黒川氏の辞職問題で野党追及の矢面 森法相の“おしんキャラ”通用するのか

2020年05月23日 16時00分

 自民党の“美魔女”として知られる森雅子法相が、賭け麻雀で東京高検検事長を辞職した黒川弘務氏の問題で、窮地に追い込まれている。

 森氏は22日の衆院法務委員会で、黒川氏の辞職を受け、安倍晋三首相に進退伺を提出したが、慰留されたことを明かした。

 野党側は黒川氏に賭け麻雀の再調査を行わず、約6000万円の退職金も支払われるとして、猛抗議。来週以降の国会で、黒川氏に関する集中審議を行うよう要求している。

「過去に賭博容疑で芸能人や公務員が摘発されたケースがありました。黒川氏の賭け麻雀はレートが低いうえに単純すぎて事件化ができないとみられていますが、黒川氏の定年を延長した森氏を厳しく追及していきます」(野党議員)

 森氏といえば、貧しい家庭から努力を積み重ねて弁護士になり、政界に進出すると安倍首相から「女性首相候補の一人」と持ち上げられるお気に入りでもある。

 今国会での成立が見送られた検察庁法改正案を巡る国会審議ではこんな場面があった。

「共産党と立憲民主党の男性議員が森氏にすごいけんまくで詰め寄った。
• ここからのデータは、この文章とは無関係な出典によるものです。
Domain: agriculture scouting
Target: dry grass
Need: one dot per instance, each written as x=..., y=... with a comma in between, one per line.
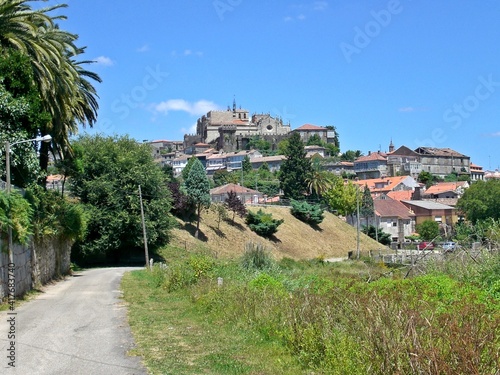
x=333, y=238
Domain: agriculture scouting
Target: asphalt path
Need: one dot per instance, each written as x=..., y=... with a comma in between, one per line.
x=76, y=326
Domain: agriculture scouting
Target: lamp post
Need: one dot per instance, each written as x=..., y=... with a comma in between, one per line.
x=8, y=145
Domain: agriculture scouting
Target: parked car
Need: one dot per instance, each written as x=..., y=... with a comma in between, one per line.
x=426, y=246
x=449, y=246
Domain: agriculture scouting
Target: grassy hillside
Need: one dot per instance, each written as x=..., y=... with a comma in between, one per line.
x=333, y=238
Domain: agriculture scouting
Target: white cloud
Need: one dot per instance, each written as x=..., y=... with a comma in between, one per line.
x=320, y=5
x=103, y=60
x=198, y=108
x=191, y=130
x=407, y=109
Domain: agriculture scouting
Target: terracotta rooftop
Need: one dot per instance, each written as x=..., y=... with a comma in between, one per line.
x=238, y=189
x=402, y=195
x=439, y=152
x=386, y=184
x=310, y=127
x=442, y=187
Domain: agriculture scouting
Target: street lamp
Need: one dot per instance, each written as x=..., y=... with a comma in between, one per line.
x=8, y=145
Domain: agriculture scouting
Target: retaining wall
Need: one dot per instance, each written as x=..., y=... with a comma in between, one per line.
x=35, y=264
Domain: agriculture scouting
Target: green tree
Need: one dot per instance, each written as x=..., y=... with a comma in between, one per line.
x=63, y=84
x=367, y=209
x=351, y=155
x=481, y=201
x=187, y=168
x=426, y=178
x=319, y=181
x=198, y=190
x=107, y=184
x=263, y=223
x=428, y=230
x=315, y=140
x=246, y=165
x=234, y=204
x=372, y=232
x=342, y=197
x=295, y=169
x=308, y=213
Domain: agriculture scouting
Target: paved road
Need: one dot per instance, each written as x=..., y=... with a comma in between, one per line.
x=77, y=326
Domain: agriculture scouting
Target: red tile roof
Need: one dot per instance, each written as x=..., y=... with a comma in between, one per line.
x=387, y=183
x=310, y=127
x=238, y=189
x=373, y=156
x=402, y=195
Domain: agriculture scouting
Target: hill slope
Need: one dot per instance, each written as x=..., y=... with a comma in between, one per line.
x=294, y=238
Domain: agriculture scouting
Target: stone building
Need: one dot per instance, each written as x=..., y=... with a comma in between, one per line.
x=232, y=129
x=443, y=161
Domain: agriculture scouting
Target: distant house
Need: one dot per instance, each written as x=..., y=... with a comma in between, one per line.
x=246, y=195
x=385, y=185
x=339, y=168
x=476, y=172
x=393, y=217
x=443, y=161
x=273, y=162
x=314, y=150
x=446, y=190
x=373, y=165
x=306, y=131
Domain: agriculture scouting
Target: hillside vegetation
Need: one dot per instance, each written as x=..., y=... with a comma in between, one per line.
x=333, y=238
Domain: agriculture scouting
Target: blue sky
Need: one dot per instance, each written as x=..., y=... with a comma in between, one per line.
x=422, y=73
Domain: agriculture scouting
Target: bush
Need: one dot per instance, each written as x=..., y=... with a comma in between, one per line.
x=55, y=215
x=256, y=257
x=263, y=223
x=308, y=213
x=20, y=216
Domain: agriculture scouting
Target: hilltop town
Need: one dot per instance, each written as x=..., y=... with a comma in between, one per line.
x=395, y=177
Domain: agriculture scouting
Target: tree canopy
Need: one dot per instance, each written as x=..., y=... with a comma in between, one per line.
x=43, y=69
x=295, y=169
x=107, y=185
x=481, y=201
x=198, y=189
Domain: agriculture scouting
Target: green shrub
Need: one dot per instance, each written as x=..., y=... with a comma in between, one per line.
x=183, y=274
x=263, y=223
x=256, y=257
x=311, y=214
x=55, y=215
x=19, y=219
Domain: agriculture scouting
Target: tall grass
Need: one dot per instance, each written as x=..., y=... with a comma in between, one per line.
x=335, y=322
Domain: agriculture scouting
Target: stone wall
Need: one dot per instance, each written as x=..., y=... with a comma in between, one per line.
x=35, y=264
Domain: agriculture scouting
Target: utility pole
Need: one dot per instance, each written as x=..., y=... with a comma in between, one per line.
x=144, y=230
x=357, y=221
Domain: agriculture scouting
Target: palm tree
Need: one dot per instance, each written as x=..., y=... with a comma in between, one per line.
x=63, y=84
x=319, y=181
マスクもしないで、2人ががなり立てる動画がネットで拡散されていて、黙って耐える森氏の姿がまるで、朝ドラ主人公の“おしん”のようだと話題になった」(与党議員秘書)

 この時は「野党男性議員のパワハラは許されない」と同情されたが、今回の賭け麻雀問題では、森氏に厳しい見方が予想される。

「野党側は国会後半戦で森氏が法務省の役人がつくった答弁を棒読みに終始するなら大臣失格の烙印を押し、再び辞職を要求します」(前出の野党議員)

 ある野党女性議員は「森氏はNHKの国会中継が入ると、自分がいかに映えるかだけを気にしてるように思えて腹が立つことがありますよ」と話す。“おしん”は計算ずくで演じていた可能性もあり、終盤国会攻防戦のキーマンとなりそうだ。